Course description New Media Theories
Course: New Media Theories
Instructor: Jan Simons
Period: Semester 1
Course catalogue: New Media Theories
Aims
New media theories generally try do one of two things: either they try to formulate the possibilities and purposes of new media, or they try to formulate the positive and negative effects of new media. Very often theories of already existing media serve as a guide or search light (“remediation” is a good example), and these can be illuminating as well as obscuring the functions, uses, and practices of new media. Students will learn to critically investigate the provenance of the claims of new media theories, as well as to confront the claims made by new media theorists with the practices and uses of new media.
Content
New media are gradually leaving the desktop and laptop computers and have started to pervade our everyday urban environments. Cyberspace is no longer a parallel world separate from material reality and physical space, but both virtual reality and physical reality are becoming intimately intertwined. CCTV camera’s are everywhere, RFID tags make it possible to track the movements of goods, children, and pets, your mobile phone or your car navigation device keep track of the whereabouts of their owners, “urban screens” that display dynamic and customizable information are popping up everywhere, buildings and sites are being tagged with information that can be retrieved with mobile phones, PDA’s or other portable networked devices.. According to some, “locative media” will be the next “big thing” in the development of new media.

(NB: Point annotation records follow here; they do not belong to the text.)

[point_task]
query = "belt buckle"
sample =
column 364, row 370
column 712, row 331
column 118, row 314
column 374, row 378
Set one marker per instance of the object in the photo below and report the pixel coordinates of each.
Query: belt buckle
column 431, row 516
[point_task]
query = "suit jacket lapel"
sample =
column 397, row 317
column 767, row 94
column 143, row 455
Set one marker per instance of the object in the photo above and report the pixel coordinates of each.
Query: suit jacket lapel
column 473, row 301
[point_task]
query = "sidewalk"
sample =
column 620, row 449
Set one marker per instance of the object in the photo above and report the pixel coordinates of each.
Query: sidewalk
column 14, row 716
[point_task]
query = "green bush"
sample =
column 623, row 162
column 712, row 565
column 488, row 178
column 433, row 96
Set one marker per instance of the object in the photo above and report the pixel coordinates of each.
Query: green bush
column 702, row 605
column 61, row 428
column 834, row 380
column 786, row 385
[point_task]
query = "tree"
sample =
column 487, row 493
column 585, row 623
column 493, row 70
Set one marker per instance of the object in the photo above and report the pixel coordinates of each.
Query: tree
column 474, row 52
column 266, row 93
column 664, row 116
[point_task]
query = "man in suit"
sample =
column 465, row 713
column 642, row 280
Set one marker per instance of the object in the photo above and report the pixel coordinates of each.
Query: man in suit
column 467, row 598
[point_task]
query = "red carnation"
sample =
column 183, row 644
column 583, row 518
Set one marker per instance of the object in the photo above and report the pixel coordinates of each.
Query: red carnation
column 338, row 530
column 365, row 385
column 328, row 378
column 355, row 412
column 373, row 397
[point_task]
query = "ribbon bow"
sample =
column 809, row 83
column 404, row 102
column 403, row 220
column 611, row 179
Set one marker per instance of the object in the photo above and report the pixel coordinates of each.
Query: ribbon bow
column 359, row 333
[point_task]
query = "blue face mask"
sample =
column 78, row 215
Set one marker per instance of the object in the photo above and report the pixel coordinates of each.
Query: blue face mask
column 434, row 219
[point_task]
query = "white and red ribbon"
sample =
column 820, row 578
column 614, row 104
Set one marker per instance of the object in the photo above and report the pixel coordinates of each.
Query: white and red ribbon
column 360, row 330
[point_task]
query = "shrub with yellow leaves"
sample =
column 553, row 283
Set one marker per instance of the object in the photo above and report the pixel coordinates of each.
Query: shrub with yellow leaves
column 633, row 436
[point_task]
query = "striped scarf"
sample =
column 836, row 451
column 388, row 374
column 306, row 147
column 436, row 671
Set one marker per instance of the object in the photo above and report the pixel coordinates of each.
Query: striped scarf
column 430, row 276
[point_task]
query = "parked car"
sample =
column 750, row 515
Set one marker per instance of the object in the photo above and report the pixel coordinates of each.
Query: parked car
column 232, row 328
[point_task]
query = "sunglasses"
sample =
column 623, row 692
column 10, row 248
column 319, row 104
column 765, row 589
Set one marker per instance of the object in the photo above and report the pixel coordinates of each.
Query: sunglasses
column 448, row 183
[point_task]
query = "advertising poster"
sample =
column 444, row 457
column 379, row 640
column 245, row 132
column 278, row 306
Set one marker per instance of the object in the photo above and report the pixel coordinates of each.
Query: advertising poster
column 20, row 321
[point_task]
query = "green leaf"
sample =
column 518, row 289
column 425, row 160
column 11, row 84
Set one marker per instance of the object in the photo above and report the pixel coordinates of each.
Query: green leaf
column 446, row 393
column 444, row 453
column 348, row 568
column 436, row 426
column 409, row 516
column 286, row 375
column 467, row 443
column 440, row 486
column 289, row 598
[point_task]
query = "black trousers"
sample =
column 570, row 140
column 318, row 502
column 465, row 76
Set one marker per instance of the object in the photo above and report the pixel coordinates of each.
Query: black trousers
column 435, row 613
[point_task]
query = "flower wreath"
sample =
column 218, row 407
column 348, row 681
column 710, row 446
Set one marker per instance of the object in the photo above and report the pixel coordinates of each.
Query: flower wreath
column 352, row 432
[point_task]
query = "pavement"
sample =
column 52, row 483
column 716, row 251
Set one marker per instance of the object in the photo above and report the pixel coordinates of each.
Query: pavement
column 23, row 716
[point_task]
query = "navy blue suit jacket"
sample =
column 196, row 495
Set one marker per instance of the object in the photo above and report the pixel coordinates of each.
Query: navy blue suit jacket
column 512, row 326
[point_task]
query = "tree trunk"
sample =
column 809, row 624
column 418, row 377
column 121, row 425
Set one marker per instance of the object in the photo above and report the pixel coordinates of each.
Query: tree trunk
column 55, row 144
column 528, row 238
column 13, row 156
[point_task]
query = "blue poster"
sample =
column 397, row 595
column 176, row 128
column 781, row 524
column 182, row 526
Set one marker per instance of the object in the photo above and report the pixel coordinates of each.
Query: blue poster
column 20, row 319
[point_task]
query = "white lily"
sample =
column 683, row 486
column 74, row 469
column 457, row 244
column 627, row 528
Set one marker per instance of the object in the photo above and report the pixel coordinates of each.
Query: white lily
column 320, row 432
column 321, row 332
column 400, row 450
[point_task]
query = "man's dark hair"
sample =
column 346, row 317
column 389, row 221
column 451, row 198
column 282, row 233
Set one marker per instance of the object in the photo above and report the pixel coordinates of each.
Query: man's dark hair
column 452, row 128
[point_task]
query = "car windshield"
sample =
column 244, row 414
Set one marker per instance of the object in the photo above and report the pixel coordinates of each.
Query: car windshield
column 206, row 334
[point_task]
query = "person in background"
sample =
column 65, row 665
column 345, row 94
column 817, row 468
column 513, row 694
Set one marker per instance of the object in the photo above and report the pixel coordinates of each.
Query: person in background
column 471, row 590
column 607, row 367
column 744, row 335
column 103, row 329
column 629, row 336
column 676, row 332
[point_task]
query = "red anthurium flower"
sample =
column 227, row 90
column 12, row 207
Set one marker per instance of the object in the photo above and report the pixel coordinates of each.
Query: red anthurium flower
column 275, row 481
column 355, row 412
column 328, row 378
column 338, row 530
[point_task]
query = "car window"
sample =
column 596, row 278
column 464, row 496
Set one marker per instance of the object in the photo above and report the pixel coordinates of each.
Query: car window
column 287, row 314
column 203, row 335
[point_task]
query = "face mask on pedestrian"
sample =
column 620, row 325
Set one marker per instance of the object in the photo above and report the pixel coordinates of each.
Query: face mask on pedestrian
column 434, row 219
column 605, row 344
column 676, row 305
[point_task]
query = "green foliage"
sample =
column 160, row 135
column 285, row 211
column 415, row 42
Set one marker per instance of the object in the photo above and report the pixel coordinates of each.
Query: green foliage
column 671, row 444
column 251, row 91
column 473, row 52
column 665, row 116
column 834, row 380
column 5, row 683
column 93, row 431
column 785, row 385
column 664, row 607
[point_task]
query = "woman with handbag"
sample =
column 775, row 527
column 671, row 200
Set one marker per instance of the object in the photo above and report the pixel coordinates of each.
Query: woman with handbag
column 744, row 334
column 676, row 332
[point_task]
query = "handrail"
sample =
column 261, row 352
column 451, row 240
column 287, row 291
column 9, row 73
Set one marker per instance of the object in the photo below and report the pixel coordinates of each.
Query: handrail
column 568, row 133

However, since locative media are also embedded in global communication networks, the very term “local” seems to have lost its self-evidence and innocence. Locative media also resuscitate older artistic and political movements like the International Situationists of Guy Deborde, or the American group EAT (Experiments in Art and Technology) of Billy Klüver and Robert Rauschenberg. So the question arises: locative media may be new, but are our ways of thinking, speaking and writing about them also? Where do the discourses that currently surround locative media actually come from, and do they help us to better understand these new media or do they rather obscure important aspects of these?